22.6.08

A review of 'Just Passing Through' by Ruth Nicklin

Aesthetica - 24 November 2005

You could expect this documentary to be the music video for The Kinks’ infamous ‘Waterloo Sunset’ – a city where 7 million strangers hurry past one another every day. As the camera darts up and around the station, we see a huge mass of concrete and tyres, and one countryman comments: “One feels like a matchstick man”.

Nicklin plays us candid footage of the systematic arrival of trains and the patter of commuting feet alongside a backing track of her interviewees’ lives. A woman picking her son up from his girlfriend’s, a newspaper salesman and a platform worker comprise the mundane routines of the Londoners we see snippets of. Nicklin cleverly films her subjects going about their day-to-day businesses as the fast-paced station operates in black and white behind them. She makes her characters seem bigger in this way, shedding their anonymous skin for just a moment.

As the haunting tannoy booms: “Calling at…” a frenzy of trains and people come and go in fast-forward, until daylight fades.

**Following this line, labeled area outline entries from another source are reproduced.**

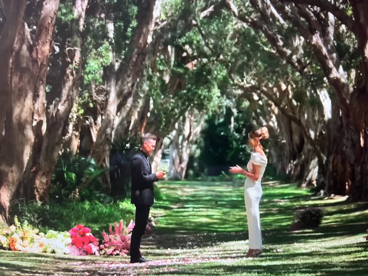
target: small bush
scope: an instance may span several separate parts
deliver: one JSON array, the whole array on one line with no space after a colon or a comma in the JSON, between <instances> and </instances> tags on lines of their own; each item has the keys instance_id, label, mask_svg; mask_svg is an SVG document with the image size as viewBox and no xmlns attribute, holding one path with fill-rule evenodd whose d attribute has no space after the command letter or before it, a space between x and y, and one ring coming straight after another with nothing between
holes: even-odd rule
<instances>
[{"instance_id":1,"label":"small bush","mask_svg":"<svg viewBox=\"0 0 368 276\"><path fill-rule=\"evenodd\" d=\"M90 199L102 191L105 169L92 159L70 153L61 155L52 176L50 199L61 202L66 199Z\"/></svg>"},{"instance_id":2,"label":"small bush","mask_svg":"<svg viewBox=\"0 0 368 276\"><path fill-rule=\"evenodd\" d=\"M291 229L294 230L316 228L321 224L324 215L322 209L318 207L311 207L300 211L297 215L297 221L291 225Z\"/></svg>"}]
</instances>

Two lovers lay across one another on the station floor. The male describes how “On Valentine’s day, I was waiting under the clock with a red rose … we fell in love.” A contrast with the earlier countryman – two people managed to find love in the station, where he just feels lonely.

London’s large homeless community is also represented – tramps who sleep underneath the station are content with the surrounding cafés and tea stalls – one man explains how “If we ain’t got money, he let us off – ‘cos he knows if he gets mugged, we all jump in.”

It puzzles me to think how a short documentary about a train station has gripped me. A social document which echoes of Orwell’s ‘Down and Out in Paris and London’ – and as the light darkens over Waterloo, I feel enlightened that someone has put faces to the faceless strangers of London.